13. An image display method for controlling, independently of each other, the emission ratios of a plurality of color light sources for irradiating light to a display unit including a color filter, based on the gradation of an image displayed on the display unit, the method comprising:

detecting luminance or color unevenness which is generated in the display portion displaying an image and is caused by light leakage from a light source other than the light source corresponding to the color filter;

a step of acquiring the light emission ratios of the light sources of a plurality of colors, respectively, when the light sources emit light; and

and a step of controlling the light emission ratio of the light source so that the color of light emitted by the light source to be synthesized approaches white, based on the detected luminance unevenness or color unevenness and the acquired light emission ratio.

14. An image display method for controlling emission ratios of light sources of a plurality of colors, which irradiate light to a display unit including a color filter, independently based on a gradation of an image displayed on the display unit, the method comprising:

detecting whether or not there is luminance or color unevenness, which is generated in a partial region of the display portion in which an image is displayed and is caused by light leakage from a light source other than the light source corresponding to the color filter, in the plurality of regions;

a step of obtaining respective light emission ratios of the light sources; and

and a step of controlling the light emission ratios of the light sources so that the colors of light emitted by all the light sources to be synthesized approach white, based on the number of areas in which brightness unevenness or color unevenness is detected, and the acquired light emission ratios.

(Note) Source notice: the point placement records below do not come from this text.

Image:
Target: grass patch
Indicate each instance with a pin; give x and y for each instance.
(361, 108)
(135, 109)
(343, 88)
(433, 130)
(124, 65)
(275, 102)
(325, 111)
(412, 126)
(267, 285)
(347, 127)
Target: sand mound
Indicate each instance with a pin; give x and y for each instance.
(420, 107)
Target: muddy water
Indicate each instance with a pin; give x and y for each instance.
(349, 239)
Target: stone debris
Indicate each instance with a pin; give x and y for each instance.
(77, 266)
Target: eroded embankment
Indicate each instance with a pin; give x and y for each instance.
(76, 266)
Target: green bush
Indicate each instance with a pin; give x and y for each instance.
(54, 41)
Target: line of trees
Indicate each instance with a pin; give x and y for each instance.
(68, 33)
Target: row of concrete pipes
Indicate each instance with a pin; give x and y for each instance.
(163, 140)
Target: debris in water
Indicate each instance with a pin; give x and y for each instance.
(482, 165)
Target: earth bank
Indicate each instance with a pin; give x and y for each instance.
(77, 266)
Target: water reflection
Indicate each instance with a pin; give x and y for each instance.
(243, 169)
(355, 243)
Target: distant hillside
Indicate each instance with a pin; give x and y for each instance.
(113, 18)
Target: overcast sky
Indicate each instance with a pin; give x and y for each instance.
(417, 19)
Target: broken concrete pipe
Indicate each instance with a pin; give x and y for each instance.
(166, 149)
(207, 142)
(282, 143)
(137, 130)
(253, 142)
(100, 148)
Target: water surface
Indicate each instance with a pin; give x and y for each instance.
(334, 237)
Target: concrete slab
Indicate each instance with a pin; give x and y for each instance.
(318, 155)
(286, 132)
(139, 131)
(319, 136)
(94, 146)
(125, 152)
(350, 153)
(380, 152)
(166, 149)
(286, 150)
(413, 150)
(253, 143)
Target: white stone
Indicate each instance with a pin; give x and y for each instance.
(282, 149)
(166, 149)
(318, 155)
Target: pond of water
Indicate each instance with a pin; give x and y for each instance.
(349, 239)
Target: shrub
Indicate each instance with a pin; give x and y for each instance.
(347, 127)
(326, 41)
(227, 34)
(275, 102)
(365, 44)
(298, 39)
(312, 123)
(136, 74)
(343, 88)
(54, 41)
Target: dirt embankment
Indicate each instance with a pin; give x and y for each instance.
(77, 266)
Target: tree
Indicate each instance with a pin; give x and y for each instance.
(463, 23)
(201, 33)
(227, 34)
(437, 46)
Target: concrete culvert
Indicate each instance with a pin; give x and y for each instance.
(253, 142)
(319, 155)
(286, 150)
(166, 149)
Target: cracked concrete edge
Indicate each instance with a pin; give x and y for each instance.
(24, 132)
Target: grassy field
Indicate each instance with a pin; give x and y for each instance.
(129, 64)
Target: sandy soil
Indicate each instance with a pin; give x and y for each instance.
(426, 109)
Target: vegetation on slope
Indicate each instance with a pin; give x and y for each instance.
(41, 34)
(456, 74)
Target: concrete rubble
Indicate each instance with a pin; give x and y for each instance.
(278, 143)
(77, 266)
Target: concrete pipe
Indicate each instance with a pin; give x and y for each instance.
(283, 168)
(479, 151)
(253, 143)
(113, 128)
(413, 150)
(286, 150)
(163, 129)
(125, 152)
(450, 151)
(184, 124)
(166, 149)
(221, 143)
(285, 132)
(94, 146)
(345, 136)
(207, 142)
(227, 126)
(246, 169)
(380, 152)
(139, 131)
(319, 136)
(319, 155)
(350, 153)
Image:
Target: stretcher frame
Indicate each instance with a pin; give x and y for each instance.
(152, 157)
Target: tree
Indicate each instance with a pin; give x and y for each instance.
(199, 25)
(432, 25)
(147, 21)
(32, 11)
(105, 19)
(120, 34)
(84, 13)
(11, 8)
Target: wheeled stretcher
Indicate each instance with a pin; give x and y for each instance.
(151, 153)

15. An image display method of controlling, for each light source, a light emission ratio of a backlight having a plurality of colors of light sources for irradiating light to a display portion including a color filter, in accordance with a gradation of an image displayed by the display portion, comprising:

detecting whether or not there is luminance or color unevenness which is generated in a partial region of the display portion displaying an image and is caused by light leakage from a light source other than a light source corresponding to the color filter;

a step of obtaining respective light emission ratios of the light sources; and

and controlling the emission ratios of the light sources based on the acquired emission ratios so that the light sources of the backlight corresponding to the areas where the luminance unevenness or the color unevenness is detected emit light close to white light.